«La Vittorio Veneto può arrivare a Trieste con finanziamenti Ue»

Esiste già un progetto per farne un museo galleggiante ma è la Regione che dovrebbe chiedere i soldi a Bruxelles

A fine mese, entro novembre. Il progetto di portare a Trieste l’incrociatore lanciamissili “Vittorio Veneto” per farne il primo museo storico della Marina militare italiana, verrà presentato alle autorità entro questa data. Scopo dichiarato quello di coinvolgere la Giunta regionale. Un “affidavit” targato Debora Serracchiani e Gianni Torrenti, rispettivamente governatrice del Friuli Venezia Giulia e assessore alla cultura è infatti indispensabile perché il progetto “Vittorio Veneto” possa attingere ai fondi europei. Il nostro è un progetto culturale che ha per nome “Trieste –Storia” e vuole riunire in un unico percorso, la Risiera, la Foiba di Basovizza, il Museo della pace ideato dal professor Diego de Enriquez e il primo museo storico della Marina militare italiana ospitato a bordo del Vittorio Veneto”, spiega il giornalista Fausto Biloslavo che da tempo segue in città il progetto e ne ha già parlato in via riservata con imprenditori, opinion leader e dirigenti di associazioni d’Arma. Il progetto del museo storico galleggiante dovrebbe inserirsi tra le iniziative collegate direttamente alle manifestazioni commemorative della Prima guerra mondiale. In sintesi un percorso della memoria del Novecento da offrire ai turisti e alle scolaresche.

Ma non basta. L’associazione tra ex ufficiali imbarcati sull’incrociatore, in disarmo da sette anni nel mare di Taranto, a Trieste ha costituito una propria sezione nello stabile di via Mazzini 30. Lo dice una targhetta fra le tante che indicano chi occupa questo o quell’appartamento. Ma lo dice soprattutto una foto a colori formato A4 che mostra nell’atrio dello stabile l’incrociatore mentre entra nel porto militare di Taranto all’altezza del ponte girevole. L’appartamento sede dell’associazione è posto al primo piano e lì saltuariamente è presente la signora Rosa Cavallo, moglie di un ammiraglio.

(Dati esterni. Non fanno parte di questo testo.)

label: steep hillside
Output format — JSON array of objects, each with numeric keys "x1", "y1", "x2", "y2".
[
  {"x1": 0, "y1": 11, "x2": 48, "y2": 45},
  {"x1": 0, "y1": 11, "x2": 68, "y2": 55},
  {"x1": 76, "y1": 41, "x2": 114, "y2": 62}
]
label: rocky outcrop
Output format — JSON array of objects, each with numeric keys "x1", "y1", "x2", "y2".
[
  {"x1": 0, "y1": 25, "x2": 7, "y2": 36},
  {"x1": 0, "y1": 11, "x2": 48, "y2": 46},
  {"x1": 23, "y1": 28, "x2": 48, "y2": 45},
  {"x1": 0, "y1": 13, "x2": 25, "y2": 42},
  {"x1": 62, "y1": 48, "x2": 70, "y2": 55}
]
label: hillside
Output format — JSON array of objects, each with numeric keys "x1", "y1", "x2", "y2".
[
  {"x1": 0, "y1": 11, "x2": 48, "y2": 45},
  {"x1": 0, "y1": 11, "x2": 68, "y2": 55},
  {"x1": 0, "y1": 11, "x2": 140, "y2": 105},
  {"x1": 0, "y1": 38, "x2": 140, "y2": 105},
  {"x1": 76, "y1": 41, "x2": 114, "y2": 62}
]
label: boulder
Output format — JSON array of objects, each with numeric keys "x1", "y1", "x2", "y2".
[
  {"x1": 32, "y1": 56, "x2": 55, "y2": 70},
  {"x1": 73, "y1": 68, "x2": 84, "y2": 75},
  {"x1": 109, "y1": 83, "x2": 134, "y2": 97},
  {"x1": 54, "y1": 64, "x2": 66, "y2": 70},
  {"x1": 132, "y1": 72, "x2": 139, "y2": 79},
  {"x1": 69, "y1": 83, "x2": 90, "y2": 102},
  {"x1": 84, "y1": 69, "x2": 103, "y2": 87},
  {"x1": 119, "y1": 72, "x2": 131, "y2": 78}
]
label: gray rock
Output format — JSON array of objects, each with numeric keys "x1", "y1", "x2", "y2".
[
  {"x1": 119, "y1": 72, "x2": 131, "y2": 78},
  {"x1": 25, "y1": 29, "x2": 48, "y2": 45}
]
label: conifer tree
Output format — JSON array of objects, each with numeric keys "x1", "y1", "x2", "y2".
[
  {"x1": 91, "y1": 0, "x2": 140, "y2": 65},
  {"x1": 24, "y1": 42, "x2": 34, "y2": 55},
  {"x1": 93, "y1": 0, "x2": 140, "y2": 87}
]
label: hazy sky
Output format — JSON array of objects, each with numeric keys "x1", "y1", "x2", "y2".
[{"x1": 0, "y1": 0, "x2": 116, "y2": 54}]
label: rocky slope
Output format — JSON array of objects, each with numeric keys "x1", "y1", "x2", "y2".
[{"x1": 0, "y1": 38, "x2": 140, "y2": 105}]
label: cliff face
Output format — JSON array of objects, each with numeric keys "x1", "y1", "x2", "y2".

Partendo da questa “testa di ponte” e dalle referenze consolidate che Fausto Biloslavo vanta non solo in città, l’iniziativa tenta lo sbarco, il coinvolgimento dei pubblici poteri per poter accedere ai fondi europei. Senza questi soldi non si fa nulla come non si è fatto nulla a Taranto.

Il progetto è ambizioso e tende a riportare culturalmente l’Italia tra le altre nazioni marinare in buona parte dotate di un museo storico della loro Marina. Noi ne siamo privi nonostante le tradizioni e le due guerre mondiali combattute la prima in Adriatico, la seconda nel Mediterraneo. «Al nostro erario il progetto di fare del “Vittorio Veneto” un museo galleggiante non costa nulla» spiega Claudio Franconi, che si occupa degli aspetti economici di fattibilità. «Lo scafo è già stato in parte liberato dalla presenza dell’amianto durante i lavori di mezza vita della nave. Nel progetto esecutivo i costi preventivati dalla Fincantieri raggiungono quota 15 milioni di euro. A nostro giudizio vanno però ridimensionati in cinque o sei milioni, proprio perché la bonifica dall’amianto è già stata parzialmente realizzata» spiega l’ex ufficiale oggi stretto collaboratore dell’ammiraglio Edoardo Faggioni, presidente dell’Associazione incrociatore “Vittorio Veneto”. «Se i soldi stanziati dall’Europa non dovessero consentire di realizzare subito tutto il progetto, potremmo progredire per lotti».